Monday night, xAI co-founder Yuhuai (Tony) Wu announced that he would be leaving the company. “It’s time for my next chapter,” Wu wrote in a late-night post of X. “This is a time of full possibilities: a small team armed with AIs can move mountains and change what is possible.”
Less than a day later, on Tuesday afternoon, xAI co-founder Jimmy Ba, who reports directly to Musk, said that he, too, bounced, posting a good note to X on his way out. “Many thanks to @elonmusk for bringing us together on this incredible journey. Very proud of what the xAI team has accomplished and will continue to remain close as friends of the team,” it read in part.
On their own, both are fairly standard technology departure notices — but they’re part of a troubling pattern for the lab. Six members of 12 person founding team of the company now left the company, with five of the departures coming in just last year. Infrastructure lead Kyle Kosic left for OpenAI in mid-2024, followed by Google veteran Christian Szegedy in February 2025. This past August, Igor Babuschkin left to find a venture firmand Microsoft alum Greg Yang left last month, which deals with health issues.
By all accounts, the separations have been amicable, and there are many reasons why, almost three years later, some founders may decide to move on. Elon Musk is a notoriously demanding boss, and with SpaceX’s acquisition of xAI complete and an IPO pending in the coming months, everyone involved has a big windfall.

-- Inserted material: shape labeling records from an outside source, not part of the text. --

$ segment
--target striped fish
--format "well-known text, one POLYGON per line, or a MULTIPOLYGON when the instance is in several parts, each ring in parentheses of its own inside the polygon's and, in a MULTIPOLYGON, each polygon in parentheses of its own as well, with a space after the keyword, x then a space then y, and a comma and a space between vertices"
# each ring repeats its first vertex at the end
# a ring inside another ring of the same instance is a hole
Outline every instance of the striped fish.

It’s a great time to be fundraising for an AI startup, so it’s only natural for high-level researchers to want to strike out on their own.
There are also not so good reasons that could be the reason. The company’s flagship product, the Grok chatbot, is struggling with unique character and apparent internal tampering — the kind of thing that can easily create friction in the technical team. Then there are recent changes to xAI’s image creation tools which flooded the platform with deep pornographysparking in slow motion but real legal consequences.
Whatever the cause, the cumulative effect is staggering. There is a lot of work left on xAI, and an IPO will bring more scrutiny than the lab has faced before. With Musk already spinning off plans for orbital data centersthe pressure to make good on plans can be intense. The pace of model development is not slow, and if Grok can’t keep up with the latest models from OpenAI and Anthropic, the IPO will suffer quickly.
In short, the stakes are high, and xAI needs to retain all the AI talent it can.